David-Benz H., Diallo A., Lançon F., Meuriot V., Rasolofo P., Temple L., Wane A., 2010. L’imparfaite transmission des prix mondiaux aux marchés agricoles d’Afrique subsaharienne. Farm, Cirad.
Frédéric Lançon
Montpellier
Acteurs, ressources, territoires dans le développement (UMR Art-Dev)
06/2011
Comment les prix agricoles internationaux influent-ils sur les prix domestiques ? Une étude menée par le Cirad sur la flambée du prix international du riz en 2008 et ses répercussions sur les prix du vivrier dans cinq pays d’Afrique subsaharienne démontre que cette influence varie en fonction de la part de marché des produits importés dans l’alimentation des populations et du degré de substitution entre aliments importés et aliments produits localement. Des résultats qui prouvent que les prix des produits alimentaires sont avant tout déterminés par les marchés domestiques.
Afin d’éclairer le débat sur l’impact de la flambée des prix internationaux de 2007-2008 sur les systèmes alimentaires en Afrique subsaharienne, la Fondation pour l’agriculture et la ruralité dans le monde (Farm) a demandé au Cirad de mesurer la transmission des prix entre les marchés internationaux et les marchés domestiques. L’objectif était d’évaluer dans quelle mesure la hausse des prix internationaux se répercutait sur les prix des produits vivriers cultivés localement et pourrait ainsi inciter les petits producteurs à accroître leurs productions pour réduire la dépendance alimentaire de leurs pays. Ce projet a été réalisé par une équipe d’économistes du Cirad et de partenaires du Sud, spécialisée dans l’analyse économétrique des séries temporelles et dans l’étude des marchés agricoles internationaux.
L’étude a été réalisée sur le riz. C’est en effet l’un des produits emblématiques de la flambée des prix sur les marchés internationaux des céréales et l’une des toutes premières importations alimentaires africaines. L’intensité de la transmission, permanente ou conjoncturelle, a été mesurée à partir de l’évolution des prix du riz sur le marché international, du riz importé sur les marchés domestiques, du riz produit localement et d’autres produits vivriers de base locaux, comme le mil, la banane plantain et le manioc. L’évolution des prix du riz importé, local et des autres produits vivriers a été analysée dans cinq pays, dont les systèmes alimentaires sont plus ou moins ouverts au riz importé : Sénégal, Mali, Niger, Cameroun et Madagascar.
Dans le cas du Sénégal, où le riz importé est un aliment de base, on obtient une relation de co-intégration entre le prix international du riz, le prix domestique du riz importé et le prix du riz local ; le prix international déterminant donc en permanence le prix du riz sur le marché intérieur. En revanche, dans le cas du Mali et de Madagascar, où le riz importé n’est qu’une source d’appoint pour l’offre de riz sur le marché local, le prix du riz est essentiellement déterminé par l’offre de riz local. Pour la diffusion de la flambée du prix du riz sur le marché international aux prix des autres vivriers, les relations testées ne montrent aucune transmission permanente, bien qu’à court terme la hausse des prix sur le plan international ait perturbé conjoncturellement l’évolution des prix sur les marchés vivriers, ces chocs étant absorbés en quelques mois.
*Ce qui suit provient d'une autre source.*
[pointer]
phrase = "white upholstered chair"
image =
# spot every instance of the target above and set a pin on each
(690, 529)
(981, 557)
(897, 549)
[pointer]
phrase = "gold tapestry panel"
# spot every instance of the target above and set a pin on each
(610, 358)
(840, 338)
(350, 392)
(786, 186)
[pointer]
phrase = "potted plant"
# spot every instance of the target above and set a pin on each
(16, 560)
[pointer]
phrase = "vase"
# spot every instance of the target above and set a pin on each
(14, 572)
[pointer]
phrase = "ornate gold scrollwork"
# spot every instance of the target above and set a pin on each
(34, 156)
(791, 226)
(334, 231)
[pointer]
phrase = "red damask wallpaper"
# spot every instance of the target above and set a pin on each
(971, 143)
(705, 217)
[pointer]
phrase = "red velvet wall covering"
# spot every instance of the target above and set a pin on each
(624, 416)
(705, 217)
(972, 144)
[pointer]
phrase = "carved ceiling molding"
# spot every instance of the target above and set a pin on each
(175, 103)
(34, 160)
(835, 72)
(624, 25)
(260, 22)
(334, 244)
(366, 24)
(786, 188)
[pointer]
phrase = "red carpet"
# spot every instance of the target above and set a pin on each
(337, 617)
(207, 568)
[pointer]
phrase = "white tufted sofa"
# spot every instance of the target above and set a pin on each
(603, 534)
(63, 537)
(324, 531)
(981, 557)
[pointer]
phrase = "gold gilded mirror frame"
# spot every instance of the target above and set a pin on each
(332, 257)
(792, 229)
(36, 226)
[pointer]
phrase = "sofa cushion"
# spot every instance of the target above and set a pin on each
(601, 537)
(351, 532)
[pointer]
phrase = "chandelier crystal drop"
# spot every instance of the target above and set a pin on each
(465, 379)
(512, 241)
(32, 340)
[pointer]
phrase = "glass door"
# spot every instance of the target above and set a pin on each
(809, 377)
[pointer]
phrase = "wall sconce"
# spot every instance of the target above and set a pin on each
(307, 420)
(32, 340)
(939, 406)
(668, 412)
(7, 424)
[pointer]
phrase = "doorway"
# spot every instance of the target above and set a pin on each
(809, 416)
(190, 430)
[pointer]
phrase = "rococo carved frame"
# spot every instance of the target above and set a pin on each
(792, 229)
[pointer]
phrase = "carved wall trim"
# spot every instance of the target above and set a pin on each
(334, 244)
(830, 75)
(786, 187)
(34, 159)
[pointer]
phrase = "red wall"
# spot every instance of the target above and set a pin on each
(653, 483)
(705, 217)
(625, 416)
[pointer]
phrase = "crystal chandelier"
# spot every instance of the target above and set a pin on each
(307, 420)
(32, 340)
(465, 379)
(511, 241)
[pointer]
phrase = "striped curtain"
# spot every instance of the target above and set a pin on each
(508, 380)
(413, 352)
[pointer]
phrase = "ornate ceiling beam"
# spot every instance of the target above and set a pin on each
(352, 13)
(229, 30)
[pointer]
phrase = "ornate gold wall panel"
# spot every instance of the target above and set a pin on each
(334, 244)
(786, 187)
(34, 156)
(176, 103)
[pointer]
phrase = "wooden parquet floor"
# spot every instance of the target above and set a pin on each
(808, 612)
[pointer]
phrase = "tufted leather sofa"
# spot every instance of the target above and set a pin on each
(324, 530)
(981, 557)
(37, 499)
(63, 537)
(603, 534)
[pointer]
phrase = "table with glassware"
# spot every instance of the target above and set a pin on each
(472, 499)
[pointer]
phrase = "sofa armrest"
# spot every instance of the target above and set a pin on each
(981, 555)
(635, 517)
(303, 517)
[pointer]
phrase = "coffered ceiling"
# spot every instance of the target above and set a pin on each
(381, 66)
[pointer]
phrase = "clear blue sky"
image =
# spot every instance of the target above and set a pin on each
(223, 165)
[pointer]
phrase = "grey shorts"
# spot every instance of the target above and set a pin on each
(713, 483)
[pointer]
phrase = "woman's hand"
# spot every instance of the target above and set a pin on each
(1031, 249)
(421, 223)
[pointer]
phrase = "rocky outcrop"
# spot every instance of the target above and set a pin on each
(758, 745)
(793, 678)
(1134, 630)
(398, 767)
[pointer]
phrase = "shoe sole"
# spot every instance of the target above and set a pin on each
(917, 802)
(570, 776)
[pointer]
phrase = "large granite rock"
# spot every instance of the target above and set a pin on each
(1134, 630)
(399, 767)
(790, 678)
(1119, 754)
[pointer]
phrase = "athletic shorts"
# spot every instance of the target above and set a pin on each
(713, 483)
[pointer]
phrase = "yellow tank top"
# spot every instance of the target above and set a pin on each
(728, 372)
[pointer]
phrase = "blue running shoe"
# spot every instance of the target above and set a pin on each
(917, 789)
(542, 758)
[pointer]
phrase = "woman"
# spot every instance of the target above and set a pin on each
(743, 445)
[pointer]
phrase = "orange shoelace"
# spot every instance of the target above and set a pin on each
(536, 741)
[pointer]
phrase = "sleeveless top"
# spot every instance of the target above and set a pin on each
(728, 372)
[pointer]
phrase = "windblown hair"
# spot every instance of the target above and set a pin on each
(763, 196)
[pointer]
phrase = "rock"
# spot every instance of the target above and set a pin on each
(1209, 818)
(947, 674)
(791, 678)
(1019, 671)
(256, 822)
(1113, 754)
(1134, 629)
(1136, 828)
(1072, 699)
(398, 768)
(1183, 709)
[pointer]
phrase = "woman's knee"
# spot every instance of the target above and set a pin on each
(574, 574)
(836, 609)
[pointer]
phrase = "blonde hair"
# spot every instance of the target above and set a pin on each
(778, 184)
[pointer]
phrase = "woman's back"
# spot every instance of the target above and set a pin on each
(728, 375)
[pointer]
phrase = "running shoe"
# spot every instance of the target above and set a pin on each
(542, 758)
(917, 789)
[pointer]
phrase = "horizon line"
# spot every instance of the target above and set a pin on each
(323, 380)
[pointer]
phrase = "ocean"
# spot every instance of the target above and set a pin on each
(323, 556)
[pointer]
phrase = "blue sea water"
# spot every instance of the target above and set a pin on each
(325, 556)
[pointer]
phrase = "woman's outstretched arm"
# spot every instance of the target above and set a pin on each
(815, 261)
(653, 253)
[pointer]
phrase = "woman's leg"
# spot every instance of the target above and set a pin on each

Ces résultats soulignent la complexité de la formation des prix alimentaires dans les pays africains, même en situation de déficit alimentaire. La transmission imparfaite des prix internationaux aux produits vivriers locaux confirme la présence de fortes segmentations entre les filières de produits importés et locaux. Ces segmentations résultent des spécialisations géographiques (zone enclavée, côtière), sociales (niveau de revenu) et culturelles (pratiques alimentaires), mais aussi des politiques commerciales (tarifs). Les stratégies de sécurité alimentaire ne peuvent donc pas reposer uniquement sur une régulation des importations de produits alimentaires, les niveaux des prix de ces derniers n’ayant pas nécessairement un impact structurel sur les marchés locaux. Une politique d’incitation à la hausse de la production locale fondée sur les prix passe donc par une aide qui permette d’adapter les produits alimentaires locaux pour qu’ils puissent devenir de véritables substituts aux produits alimentaires importés.